Let me also be clear about the fact that I don’t believe racism and intolerance are bigger problems in Quebec than they are elsewhere in Canada. Studies prove that. An EKOS poll in 2015 found that 41 percent of Canadians felt that Canada was accepting too many visible minority immigrants, and according to national studies and cross-country polls, one in six Canadians has experienced discrimination based on race. This is a national problem, no doubt.
Multiple studies also prove that intolerance is growing across Canada and the rhetoric of hate and division across the border has somehow normalized it and seems to have emboldened the openly racist.
Again, let me be clear. Quebec is no more racist than the rest of Canada. So what, though? Do we want a medal? A gold star for good behaviour? A participation trophy for also being as racist as everyone else? Is this really the way to tackle real issues at home by engaging in a comparison challenge between us and the ROC? Saying Quebec isn’t more racist and intolerant than the ROC is ultimately saying nothing at all. It absolves those who aren’t willing to have a desperately needed conversation, placates those who feel targeted as a people, and completely derails the conversation and ensures we will never move forward on these issues.
We all know what just happened yesterday. We all know what’s happening in Trumpland. This is no time to be getting our backs up against the wall. This is no time to be steamrolling, downplaying, denying, or derailing the conversation. I don’t care that we’re no more racist or intolerant than the ROC. I care that we’re still racist and intolerant and we currently have very public conversations on TV, radio, and yes, even in the political arena, propagating, advancing, sharing, and utilizing this ignorance, this intolerance, and this discomfort with the “Other” to further nationalist ideology, the quest for money and ratings, or because of pure political opportunism.

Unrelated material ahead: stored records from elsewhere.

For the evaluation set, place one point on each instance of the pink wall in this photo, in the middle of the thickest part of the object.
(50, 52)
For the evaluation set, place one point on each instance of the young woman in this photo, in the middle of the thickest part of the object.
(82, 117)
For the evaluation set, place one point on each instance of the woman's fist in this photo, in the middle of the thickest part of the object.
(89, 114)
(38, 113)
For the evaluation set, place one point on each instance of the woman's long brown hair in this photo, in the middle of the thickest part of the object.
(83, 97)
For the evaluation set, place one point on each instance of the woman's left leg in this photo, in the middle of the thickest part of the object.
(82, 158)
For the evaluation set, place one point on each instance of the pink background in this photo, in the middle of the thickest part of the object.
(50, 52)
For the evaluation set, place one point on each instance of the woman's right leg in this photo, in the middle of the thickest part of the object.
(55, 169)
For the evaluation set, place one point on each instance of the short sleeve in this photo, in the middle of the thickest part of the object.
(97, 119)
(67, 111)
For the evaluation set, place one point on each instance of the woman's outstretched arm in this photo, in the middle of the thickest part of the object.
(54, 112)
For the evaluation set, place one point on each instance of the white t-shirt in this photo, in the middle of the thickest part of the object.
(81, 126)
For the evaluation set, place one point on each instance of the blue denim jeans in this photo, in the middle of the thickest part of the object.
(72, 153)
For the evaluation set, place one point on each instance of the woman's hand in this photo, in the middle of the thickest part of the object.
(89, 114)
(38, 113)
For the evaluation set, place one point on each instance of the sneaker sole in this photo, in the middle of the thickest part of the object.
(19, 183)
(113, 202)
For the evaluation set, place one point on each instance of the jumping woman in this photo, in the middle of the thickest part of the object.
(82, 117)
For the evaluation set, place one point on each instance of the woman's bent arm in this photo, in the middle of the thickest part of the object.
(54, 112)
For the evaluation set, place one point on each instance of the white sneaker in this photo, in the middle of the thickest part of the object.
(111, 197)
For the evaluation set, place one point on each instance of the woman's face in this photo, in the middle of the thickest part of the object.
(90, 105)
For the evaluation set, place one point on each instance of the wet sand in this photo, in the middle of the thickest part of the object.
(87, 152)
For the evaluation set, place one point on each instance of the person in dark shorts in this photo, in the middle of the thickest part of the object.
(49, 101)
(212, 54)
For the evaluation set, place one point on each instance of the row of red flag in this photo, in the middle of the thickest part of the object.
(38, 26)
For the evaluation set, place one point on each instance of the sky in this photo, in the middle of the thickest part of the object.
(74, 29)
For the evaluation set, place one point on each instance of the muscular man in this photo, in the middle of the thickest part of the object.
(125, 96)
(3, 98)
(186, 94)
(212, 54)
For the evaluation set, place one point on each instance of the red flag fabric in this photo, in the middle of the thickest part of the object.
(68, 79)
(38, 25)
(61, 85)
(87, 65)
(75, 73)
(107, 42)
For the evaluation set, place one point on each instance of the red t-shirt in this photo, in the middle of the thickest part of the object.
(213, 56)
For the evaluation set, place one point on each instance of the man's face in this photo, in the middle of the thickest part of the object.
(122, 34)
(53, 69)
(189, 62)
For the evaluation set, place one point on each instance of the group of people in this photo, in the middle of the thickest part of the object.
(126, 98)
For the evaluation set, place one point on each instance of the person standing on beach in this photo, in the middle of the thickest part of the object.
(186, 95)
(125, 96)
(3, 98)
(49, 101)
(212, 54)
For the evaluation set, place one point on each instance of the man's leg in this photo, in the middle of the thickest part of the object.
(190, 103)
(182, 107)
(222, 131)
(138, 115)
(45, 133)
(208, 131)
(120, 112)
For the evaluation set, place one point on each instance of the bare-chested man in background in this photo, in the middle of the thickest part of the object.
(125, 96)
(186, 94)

We need to take a good hard look at ourselves (and forget what’s going on in the ROC for the moment) and focus on how we can improve things and make things better here.

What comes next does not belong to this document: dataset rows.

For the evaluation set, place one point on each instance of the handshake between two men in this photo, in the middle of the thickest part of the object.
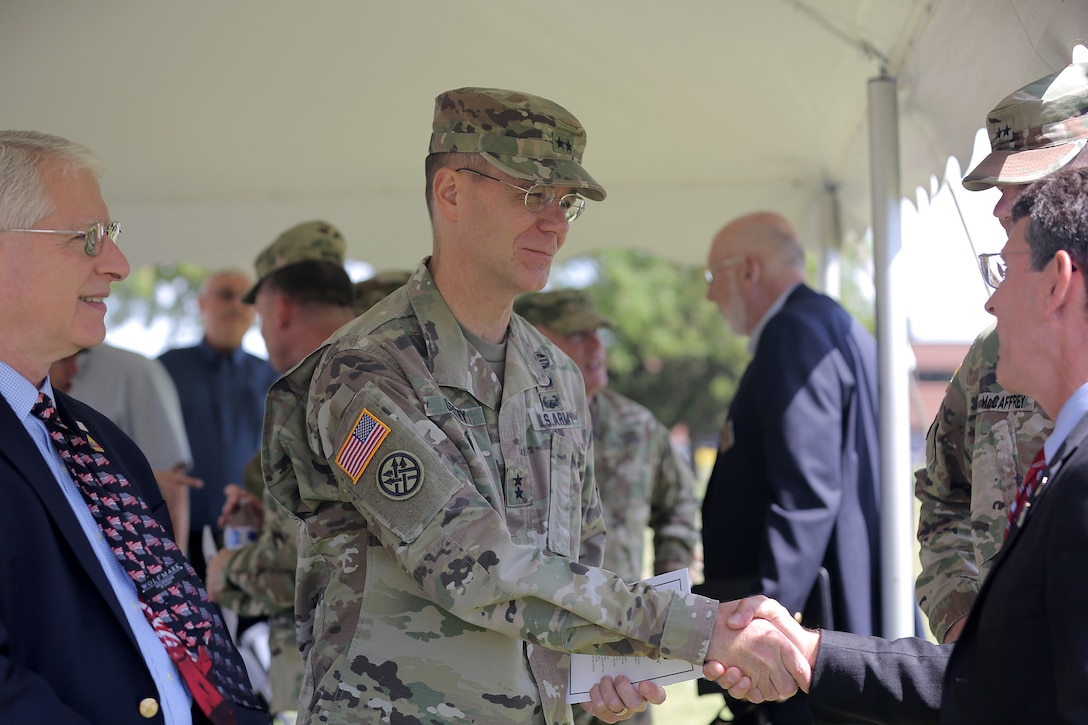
(758, 652)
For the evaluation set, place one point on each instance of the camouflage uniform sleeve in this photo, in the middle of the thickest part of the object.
(592, 550)
(260, 576)
(948, 582)
(457, 548)
(672, 507)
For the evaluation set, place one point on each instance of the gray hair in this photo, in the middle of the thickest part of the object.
(23, 198)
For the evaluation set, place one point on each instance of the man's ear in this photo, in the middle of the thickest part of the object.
(752, 270)
(444, 188)
(284, 311)
(1060, 284)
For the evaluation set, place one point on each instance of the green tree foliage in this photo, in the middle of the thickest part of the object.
(670, 348)
(156, 293)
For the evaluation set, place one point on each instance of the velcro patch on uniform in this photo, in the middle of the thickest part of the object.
(361, 444)
(1004, 402)
(399, 476)
(437, 405)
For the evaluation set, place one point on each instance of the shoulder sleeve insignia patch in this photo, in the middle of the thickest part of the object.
(360, 446)
(399, 476)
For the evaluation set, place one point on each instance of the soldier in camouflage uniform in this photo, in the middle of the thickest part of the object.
(370, 292)
(984, 438)
(642, 480)
(437, 454)
(303, 295)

We just collectively experienced the horror, sadness, dismay, and helplessness of watching a terrorist attack unfold in our own backyard. Six innocent people were gunned down in the most cowardly way possible – while they were praying in their place of worship. They were fathers, husbands, sons, friends, and valuable, peaceful, law-abiding community members and they were killed because of their faith. Two more people are currently fighting for their lives. Countless of people are in mourning.
Quebecers came out in droves last night during vigils organized around the province. It was a beautiful thing to see and it brought tears to my eyes, but if we want to truly honour the victims it’s time to stop crying and hashtagging and start taking a hard look at what we have allowed to take place here at home.
We need to call out any politician or pundit who will stoke the flames of intolerance for easy votes, for a few percentage points in the popularity polls, or a few additional clicks on blog posts and radio shows.
And, political parties, you need to do more than just remove any past evidence of your own fear mongering or play the “disassociation game” today. It’s time to have a real “crise de conscience” and acknowledge how you, too, have played a part in encouraging alt-right, nationalist hate groups to flourish here and feel justified in their vitriol.
Acknowledging that we have a problem here with intolerance and racism and Islamophobia isn’t about “picking” on Quebec. It’s about loving Quebec enough to expect more. It’s about realizing we, too, have a problem here and we need to work together to fix it. Looking over at what the neighbour is doing, worrying about whether they’re talking about you, or comparing the size of the hole in their roof to console you about the size of yours, isn’t going to fix your roof.
We might not have a monopoly on intolerance, but we’re trading, selling, and buying with the best of them out there. We can get our backs up against the wall or we can tackle the real issues here at home. What’s it going to be?